后来我走到了一座桥上,桥下面是条河,河水浑浊泛绿,漂着些枯枝烂叶。我趴在栏杆上看水面,心想这下总能看到倒影了吧,结果水面上清清楚楚地映着天空和云朵,还有桥的另一侧,唯独我趴着的那一块什么都没有,就像有人在水面上挖了一个洞,刚好是我身体的形状。这个发现让我后背一阵发凉,但同时又涌上来一种奇怪的兴奋感,像是偷吃了禁果的小孩,明知道不对劲却忍不住想继续探索下去。我从口袋里摸出一根烟点上,烟雾从我嘴里吐出来,飘飘荡荡地散在空中,我看着那团灰色的雾,忽然觉得它比我有存在感多了,至少它还有个形状,还会慢慢消散,而我连个影子都留不下。

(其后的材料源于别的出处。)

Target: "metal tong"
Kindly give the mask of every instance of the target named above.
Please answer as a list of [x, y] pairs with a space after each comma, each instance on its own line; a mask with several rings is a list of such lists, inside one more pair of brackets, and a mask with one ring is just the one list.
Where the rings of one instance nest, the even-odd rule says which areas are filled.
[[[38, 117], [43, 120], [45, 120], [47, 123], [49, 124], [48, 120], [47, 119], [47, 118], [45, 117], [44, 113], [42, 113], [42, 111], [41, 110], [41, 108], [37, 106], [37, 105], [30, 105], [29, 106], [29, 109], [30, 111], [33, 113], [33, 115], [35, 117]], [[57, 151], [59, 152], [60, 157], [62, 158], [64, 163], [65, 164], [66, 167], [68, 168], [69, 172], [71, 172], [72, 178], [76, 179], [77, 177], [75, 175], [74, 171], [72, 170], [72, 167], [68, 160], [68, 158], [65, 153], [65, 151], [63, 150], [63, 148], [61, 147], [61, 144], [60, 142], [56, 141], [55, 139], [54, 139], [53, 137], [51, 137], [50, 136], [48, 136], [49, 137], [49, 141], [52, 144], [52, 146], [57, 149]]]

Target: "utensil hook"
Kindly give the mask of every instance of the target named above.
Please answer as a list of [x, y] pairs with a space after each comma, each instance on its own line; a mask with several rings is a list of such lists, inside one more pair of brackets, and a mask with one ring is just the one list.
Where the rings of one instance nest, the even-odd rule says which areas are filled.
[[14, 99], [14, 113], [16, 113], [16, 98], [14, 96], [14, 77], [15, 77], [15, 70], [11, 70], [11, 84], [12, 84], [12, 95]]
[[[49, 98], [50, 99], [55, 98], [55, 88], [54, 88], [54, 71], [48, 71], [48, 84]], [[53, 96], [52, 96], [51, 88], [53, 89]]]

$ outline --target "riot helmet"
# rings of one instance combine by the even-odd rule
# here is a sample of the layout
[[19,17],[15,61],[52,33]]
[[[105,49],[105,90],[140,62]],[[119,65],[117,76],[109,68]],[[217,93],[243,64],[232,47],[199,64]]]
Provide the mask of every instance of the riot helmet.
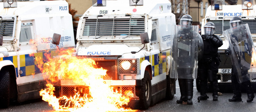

就在这时候,我看见远处走过来一个人,穿着一件黑色的风衣,在这三十多度的天气里显得格格不入。他走路的姿势很奇怪,每一步都像是在丈量什么,脚尖先落地,然后脚跟缓缓放下,节奏均匀得像个节拍器。等他走近了我才发现,他没有脸。不是那种戴了面具或者被烧伤后的没有脸,而是整张脸就是一片平滑的皮肤,没有眼睛鼻子嘴巴,光溜溜的像一个剥了壳的鸡蛋。我当时的第一反应居然不是害怕,而是松了一口气——终于遇到一个比我更不正常的人了。他停在我面前大概两米的地方,我能感觉到他在“看”我,虽然我不知道他用什么来看,但他的方向确实是冲着我来的。我们就这样对峙了大概十几秒钟,空气安静得能听见河水流淌的声音,然后他开口了,声音从他胸腔里直接传出来,闷闷的,像是隔着几层棉被在说话。他说:“你丢了。”我说我知道,我影子丢了。他说不是,是你把自己丢了。我说你能不能说得明白点,我最烦这种打哑谜的说话方式。他没接我的话茬,而是转过身指了指河对岸的一片建筑工地,那里有几栋还没完工的大楼,钢筋水泥裸露在外面,塔吊高高地悬在半空中。他说:“你看那些楼,它们也没有影子。”我顺着他的方向看过去,确实,在正午的阳光下那些大楼投下了长长的阴影,他说的是对的,但它们明明有影子啊。他好像看出了我的疑惑,又说了一句:“那不是它们的影子,那是它们还没建完的部分投射在地上的空缺。”